The second thing I see is that although confidence is now at a 17-year high, it can still go higher. How high? No one knows, but the peak level of the dot-com boom, at just under 145, seems like a reasonable top number. That is also the highest number ever observed, in data going back to 1967. So, let’s call 145 the upper limit here.

With consumer confidence now at around 126, we have 19 points of upside to go. Looking at the data, when confidence starts rising again, it takes about a year to rise 20 points (per 2013–2014 and 2016–2017 on the chart). With all of the good news I mentioned above, it doesn’t seem unreasonable to see confidence rise for another year or so—and that would take us close to the upper limit.

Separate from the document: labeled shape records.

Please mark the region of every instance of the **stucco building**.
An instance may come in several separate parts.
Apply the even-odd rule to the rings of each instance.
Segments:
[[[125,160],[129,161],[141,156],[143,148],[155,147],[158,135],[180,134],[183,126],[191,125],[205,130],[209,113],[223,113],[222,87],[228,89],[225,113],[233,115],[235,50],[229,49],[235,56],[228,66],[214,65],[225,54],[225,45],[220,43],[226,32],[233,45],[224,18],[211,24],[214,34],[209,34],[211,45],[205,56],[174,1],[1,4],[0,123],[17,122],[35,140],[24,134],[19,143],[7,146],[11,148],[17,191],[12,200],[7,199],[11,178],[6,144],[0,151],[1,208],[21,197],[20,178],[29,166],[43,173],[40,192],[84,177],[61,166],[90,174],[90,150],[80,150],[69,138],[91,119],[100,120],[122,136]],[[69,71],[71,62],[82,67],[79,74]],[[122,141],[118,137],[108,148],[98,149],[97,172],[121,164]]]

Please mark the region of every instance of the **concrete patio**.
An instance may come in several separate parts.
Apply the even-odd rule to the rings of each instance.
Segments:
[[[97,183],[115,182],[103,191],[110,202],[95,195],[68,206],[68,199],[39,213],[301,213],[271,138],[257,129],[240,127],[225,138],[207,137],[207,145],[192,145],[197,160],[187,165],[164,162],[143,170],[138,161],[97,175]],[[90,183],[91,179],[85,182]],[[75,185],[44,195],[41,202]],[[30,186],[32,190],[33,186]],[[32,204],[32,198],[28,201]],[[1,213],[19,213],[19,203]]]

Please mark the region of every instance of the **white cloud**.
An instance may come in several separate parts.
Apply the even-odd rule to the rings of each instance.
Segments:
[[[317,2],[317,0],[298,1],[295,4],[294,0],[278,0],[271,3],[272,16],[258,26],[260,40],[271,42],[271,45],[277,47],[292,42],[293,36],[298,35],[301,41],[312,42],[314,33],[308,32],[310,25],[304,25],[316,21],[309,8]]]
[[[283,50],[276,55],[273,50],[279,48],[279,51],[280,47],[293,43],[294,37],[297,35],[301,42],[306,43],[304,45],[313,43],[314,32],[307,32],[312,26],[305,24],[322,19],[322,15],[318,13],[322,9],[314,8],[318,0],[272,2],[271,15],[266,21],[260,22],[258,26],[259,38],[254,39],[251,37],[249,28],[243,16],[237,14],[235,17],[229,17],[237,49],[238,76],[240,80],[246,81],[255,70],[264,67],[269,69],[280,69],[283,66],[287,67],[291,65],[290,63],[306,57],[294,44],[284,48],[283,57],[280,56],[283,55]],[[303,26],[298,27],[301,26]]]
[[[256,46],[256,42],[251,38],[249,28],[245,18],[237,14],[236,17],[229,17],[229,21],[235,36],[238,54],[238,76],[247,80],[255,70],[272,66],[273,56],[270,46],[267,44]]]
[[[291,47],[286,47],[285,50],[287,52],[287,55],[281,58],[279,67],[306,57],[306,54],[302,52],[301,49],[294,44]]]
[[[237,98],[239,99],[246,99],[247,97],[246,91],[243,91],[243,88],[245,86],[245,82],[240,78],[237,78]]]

Keep watching the data (not the date)

When we look for the end of the cycle, we need to watch the data carefully. I am on record as saying that 2017 looks a lot like 1999 and that we might be headed for trouble in late 2018. This is an argument based on data, not the date. Looking at the above data, however, that 1999 comparison might be premature. From where we are now, it took two years to hit the peak, not one. We may have more time in the cycle than I initially thought.

You know what? That’s fine by me. In fact, it never really was about the date—although that sure made for a great story line—but about the data. Right now, the data shows that confidence is likely to peak a year out, but it could be longer.

Then again, as you can see above, we are not out of the woods yet for 1999 either. As always, we will keep watching the data. That, not the date, is what really matters.